Édition originale : Manual del perfecto canalla, 1916, puis réédition par Trama Editorial, Madrid, en 2005
Manuel de la parfaite crapule
Traduction de l’espagnol : Pierre-Jean Bourgeat
Illustration de la couverture : José Gutiérrez Solana
Quiconque lit cet ouvrage sera instruit par la sagesse de l'aigrefin.
La crapule, selon le Dictionnaire de l'Académie royale espagnole, est un personnage méprisable, calculateur et opportuniste, au comportement répréhensible. Dans une sorte d’exégèse, Rafael de Santa Ana révèle avec force détails comment un être humain doit se comporter pour prétendre au statut de parfaite crapule.
Ce Manuel inclut un prologue du prix Nobel de littérature de 1922, Jacinto Benavente, grand dramaturge de la décomposition de la bourgeoisie. Celui-ci précise dans ses lignes : « Il s’en trouvera qui jugeront que tout est ironie, qu’il y a là un miroir de vices destiné à mieux contraster avec les vertus. Il s’en trouvera qui le prendront au pied de la lettre et tenteront de reproduire dans leur vie le type idéal de cette parfaite crapule. Et nombreux seront ceux qui, dans leur folle vanité, croiront avoir dépassé le problème. Malheureux ! Certains s’imaginent qu’il suffit de trahir l’amitié et de mépriser les services rendus pour être une crapule. Funeste erreur ! La première qualité de la crapule est que personne ne l’identifie comme telle.
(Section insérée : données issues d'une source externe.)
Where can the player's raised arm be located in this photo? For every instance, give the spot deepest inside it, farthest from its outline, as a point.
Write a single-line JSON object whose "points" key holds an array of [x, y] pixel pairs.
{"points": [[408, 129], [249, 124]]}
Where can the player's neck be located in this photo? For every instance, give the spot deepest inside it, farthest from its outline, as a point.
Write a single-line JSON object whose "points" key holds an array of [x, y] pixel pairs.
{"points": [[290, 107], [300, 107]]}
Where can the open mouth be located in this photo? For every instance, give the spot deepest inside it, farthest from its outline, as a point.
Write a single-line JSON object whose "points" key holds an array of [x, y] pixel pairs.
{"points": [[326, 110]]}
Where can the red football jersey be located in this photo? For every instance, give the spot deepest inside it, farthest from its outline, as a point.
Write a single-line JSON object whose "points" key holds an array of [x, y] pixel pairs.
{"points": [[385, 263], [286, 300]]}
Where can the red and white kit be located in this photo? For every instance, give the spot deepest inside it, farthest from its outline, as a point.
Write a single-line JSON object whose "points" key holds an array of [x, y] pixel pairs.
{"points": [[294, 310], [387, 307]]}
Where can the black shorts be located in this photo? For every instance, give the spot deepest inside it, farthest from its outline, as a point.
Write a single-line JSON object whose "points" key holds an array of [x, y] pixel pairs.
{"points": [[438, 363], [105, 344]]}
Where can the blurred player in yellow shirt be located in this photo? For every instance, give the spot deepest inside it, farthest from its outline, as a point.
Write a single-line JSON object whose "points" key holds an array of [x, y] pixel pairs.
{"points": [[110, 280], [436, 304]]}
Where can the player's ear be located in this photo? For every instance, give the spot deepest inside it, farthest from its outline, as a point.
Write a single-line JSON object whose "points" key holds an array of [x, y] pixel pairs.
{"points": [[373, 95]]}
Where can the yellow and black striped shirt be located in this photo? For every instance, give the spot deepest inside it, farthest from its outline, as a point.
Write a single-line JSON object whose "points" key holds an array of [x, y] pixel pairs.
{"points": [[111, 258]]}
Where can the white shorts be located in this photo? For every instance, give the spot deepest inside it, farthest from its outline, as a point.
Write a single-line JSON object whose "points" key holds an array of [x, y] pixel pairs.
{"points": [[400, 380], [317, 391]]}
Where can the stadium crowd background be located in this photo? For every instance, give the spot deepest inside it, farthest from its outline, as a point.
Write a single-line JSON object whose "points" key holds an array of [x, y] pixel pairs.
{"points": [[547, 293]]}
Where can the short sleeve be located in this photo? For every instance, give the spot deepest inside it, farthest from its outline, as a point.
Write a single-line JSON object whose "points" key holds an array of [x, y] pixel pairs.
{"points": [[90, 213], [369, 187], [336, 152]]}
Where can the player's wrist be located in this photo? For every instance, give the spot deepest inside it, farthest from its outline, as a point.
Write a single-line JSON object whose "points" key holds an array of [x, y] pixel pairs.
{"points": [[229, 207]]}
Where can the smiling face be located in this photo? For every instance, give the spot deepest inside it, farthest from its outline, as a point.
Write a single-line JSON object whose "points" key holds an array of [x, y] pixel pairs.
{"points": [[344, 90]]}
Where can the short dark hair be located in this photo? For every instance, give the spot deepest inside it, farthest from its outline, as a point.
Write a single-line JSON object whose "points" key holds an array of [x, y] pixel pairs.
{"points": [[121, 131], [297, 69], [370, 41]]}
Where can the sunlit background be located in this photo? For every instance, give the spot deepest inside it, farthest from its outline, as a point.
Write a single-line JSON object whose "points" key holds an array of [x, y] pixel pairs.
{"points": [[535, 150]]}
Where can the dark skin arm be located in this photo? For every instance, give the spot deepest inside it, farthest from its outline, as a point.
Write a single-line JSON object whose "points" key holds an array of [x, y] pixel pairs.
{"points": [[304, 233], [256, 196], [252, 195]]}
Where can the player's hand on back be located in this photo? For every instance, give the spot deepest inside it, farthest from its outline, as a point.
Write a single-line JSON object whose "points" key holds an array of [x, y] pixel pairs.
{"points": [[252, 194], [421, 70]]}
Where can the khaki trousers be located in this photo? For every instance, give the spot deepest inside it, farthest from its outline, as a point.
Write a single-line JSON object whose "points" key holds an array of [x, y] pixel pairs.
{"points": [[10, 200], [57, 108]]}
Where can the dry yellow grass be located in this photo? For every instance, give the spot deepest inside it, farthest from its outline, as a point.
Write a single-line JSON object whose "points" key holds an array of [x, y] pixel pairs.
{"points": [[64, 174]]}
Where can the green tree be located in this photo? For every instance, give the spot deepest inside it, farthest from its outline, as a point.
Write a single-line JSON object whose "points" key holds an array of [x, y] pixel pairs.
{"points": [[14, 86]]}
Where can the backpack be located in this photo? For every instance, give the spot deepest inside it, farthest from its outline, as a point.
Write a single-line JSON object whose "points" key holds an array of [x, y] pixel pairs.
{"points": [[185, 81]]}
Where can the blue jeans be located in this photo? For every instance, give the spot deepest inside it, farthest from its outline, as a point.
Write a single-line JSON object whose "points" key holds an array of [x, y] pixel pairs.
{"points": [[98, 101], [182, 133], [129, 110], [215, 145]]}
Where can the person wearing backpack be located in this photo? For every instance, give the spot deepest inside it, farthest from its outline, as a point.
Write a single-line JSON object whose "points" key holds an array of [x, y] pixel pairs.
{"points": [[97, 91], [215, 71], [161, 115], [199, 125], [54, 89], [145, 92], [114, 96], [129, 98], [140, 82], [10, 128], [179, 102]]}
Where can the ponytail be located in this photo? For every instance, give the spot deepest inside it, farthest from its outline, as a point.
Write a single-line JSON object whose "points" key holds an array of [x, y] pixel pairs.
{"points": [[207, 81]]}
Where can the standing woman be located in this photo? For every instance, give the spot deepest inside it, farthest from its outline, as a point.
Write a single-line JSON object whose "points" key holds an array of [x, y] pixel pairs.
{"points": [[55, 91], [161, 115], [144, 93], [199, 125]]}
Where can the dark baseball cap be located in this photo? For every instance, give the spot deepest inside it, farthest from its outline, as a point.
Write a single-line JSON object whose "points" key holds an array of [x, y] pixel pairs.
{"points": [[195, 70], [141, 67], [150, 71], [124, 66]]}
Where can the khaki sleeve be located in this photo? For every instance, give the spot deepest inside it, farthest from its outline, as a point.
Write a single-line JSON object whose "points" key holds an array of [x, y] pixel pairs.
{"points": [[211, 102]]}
Un arnaqueur reconnu ne peut plus l’être car il ne représente plus aucun danger. »
À travers une série préliminaire de chapitres tels que « La Mecque de la crapulerie » (Madrid), « Physiologie de la crapule » ou encore « Travaux pratiques de l’année préparatoire », Rafael de Santa Ana nous guide jusqu'à nous introduire pleinement dans le « Cours Complet » ayant pour objectif d’obtenir le titre de « Parfaite crapule ». « (…) nous avons décidé de rédiger ce Manuel.
En suivant pas à pas un jeune homme, entièrement dépourvu de sens de l’honneur, de dignité, de sentiment patriotique, d’amour du semblable mais qui ne craint pas de s’arracher la peau du ventre en imitant la reptation du reptile et qui triomphera de la plupart des difficultés de la vie crapuleuse. »
Tout en ironie pince-sans-rire et en second degré burlesque, Rafael de Santa Ana prend sa place parmi les scrutateurs impitoyables de la nature humaine, quelque part entre l’humour noir d’Ambrose Bierce et le cynisme nihiliste des premiers Dada comme Walter Serner.